If the buddy relationship between Parker and Beck initially feels bland, Gyllenhaal later shakes up his vanilla heroism, the film switching up a gear just as it appears to be going through the motions. There’s no equivalent rug-pull to the Vulture reveal in Homecoming — anyone who took Spidey Comics 101 will see a major development coming — but Watts stages his upping-of-the-stakes moment with a jolt of energy that spurs a wickedly fun second half, boasting surprising ties to the minutiae of the MCU that reach right back to the franchise beginnings. Not only that, but Far From Home unexpectedly delivers the series’ most thrillingly mind-bending imagery since Doctor Strange had his third eye opened by The Ancient One.

Despite everything else going on, Far From Home charmingly never loses sight of Peter’s quest to ask out MJ. The couple’s would-be-romance is sweet and endearing, but not sickly in the slightest — and Zendaya shines, dropping razor-wire zingers with deadpan delight.
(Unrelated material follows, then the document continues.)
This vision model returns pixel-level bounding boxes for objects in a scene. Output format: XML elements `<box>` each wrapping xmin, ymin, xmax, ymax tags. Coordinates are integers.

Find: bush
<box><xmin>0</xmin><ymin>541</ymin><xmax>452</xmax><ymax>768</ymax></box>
Tom Holland remains a note-perfect Spider-Man — still funnier and more believably teenage than Tobey Maguire and Andrew Garfield’s incarnations. While Far From Home finds him desperate to take the weight of the world off his shoulders, Holland never loses the ebullient spark that makes him one of the MCU’s most endearing figures.
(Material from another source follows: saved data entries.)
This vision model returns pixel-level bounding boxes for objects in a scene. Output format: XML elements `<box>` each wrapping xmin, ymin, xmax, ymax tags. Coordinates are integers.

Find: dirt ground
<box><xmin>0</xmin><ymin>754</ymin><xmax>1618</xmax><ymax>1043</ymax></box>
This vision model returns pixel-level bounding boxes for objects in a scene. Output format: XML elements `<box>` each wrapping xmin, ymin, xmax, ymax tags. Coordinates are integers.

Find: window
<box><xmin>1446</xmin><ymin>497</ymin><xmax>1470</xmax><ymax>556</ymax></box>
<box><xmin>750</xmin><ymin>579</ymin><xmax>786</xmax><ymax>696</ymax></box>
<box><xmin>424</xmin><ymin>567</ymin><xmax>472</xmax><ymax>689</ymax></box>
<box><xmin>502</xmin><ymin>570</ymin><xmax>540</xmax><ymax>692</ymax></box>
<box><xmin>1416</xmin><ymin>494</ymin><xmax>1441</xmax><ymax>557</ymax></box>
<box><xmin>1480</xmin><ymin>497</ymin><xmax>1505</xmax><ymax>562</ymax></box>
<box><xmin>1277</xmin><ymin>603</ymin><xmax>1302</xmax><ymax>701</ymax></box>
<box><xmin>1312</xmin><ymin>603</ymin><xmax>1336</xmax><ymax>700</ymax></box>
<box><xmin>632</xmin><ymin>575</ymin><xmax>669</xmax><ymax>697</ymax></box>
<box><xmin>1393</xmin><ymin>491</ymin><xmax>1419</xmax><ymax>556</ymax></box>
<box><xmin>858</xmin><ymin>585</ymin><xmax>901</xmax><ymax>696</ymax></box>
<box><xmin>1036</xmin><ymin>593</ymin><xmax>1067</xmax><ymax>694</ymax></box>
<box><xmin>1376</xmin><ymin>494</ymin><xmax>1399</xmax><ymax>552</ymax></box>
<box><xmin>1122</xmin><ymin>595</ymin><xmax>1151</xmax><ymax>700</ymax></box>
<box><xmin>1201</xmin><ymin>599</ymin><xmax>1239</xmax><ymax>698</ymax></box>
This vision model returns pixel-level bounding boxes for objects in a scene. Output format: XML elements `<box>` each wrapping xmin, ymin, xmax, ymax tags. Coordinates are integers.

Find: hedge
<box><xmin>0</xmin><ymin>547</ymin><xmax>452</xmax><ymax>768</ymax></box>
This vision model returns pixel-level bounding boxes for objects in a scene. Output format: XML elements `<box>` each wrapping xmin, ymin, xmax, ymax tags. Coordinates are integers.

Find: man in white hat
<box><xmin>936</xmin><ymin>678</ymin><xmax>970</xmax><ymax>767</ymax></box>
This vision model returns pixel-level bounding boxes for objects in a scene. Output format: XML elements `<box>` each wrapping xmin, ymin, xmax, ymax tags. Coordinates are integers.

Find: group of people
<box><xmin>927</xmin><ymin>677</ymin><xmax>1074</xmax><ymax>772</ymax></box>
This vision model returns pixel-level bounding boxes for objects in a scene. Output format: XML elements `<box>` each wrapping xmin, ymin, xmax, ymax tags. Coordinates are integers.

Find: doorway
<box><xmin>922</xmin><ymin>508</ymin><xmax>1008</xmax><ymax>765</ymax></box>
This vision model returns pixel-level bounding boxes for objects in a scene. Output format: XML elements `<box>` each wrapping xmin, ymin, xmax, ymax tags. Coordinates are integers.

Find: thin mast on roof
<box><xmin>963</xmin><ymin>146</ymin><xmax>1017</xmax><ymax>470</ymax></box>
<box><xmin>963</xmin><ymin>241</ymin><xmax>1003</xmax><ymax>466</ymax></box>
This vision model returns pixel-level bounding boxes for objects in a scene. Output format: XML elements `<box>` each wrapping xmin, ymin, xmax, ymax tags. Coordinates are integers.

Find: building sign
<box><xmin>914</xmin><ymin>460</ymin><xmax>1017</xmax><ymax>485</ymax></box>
Far From Home is a looser film than Homecoming, with pacing that occasionally slackens, and a compulsion to give every minor character time to shine. But it’s a light-footed summer blockbuster that faces Endgame’s monolithic legacy head-on, before leaving it behind to embark on its own globetrotting adventure. The MCU doesn’t need a new Iron Man yet — Far From Home proves it’s more than safe in the web-slinging hands of Spider-Man.

It’s not quite the home-run of Homecoming, but Far From Home isn’t far from matching it, with heaps of humour, energetic action, and the answers Endgame left you craving.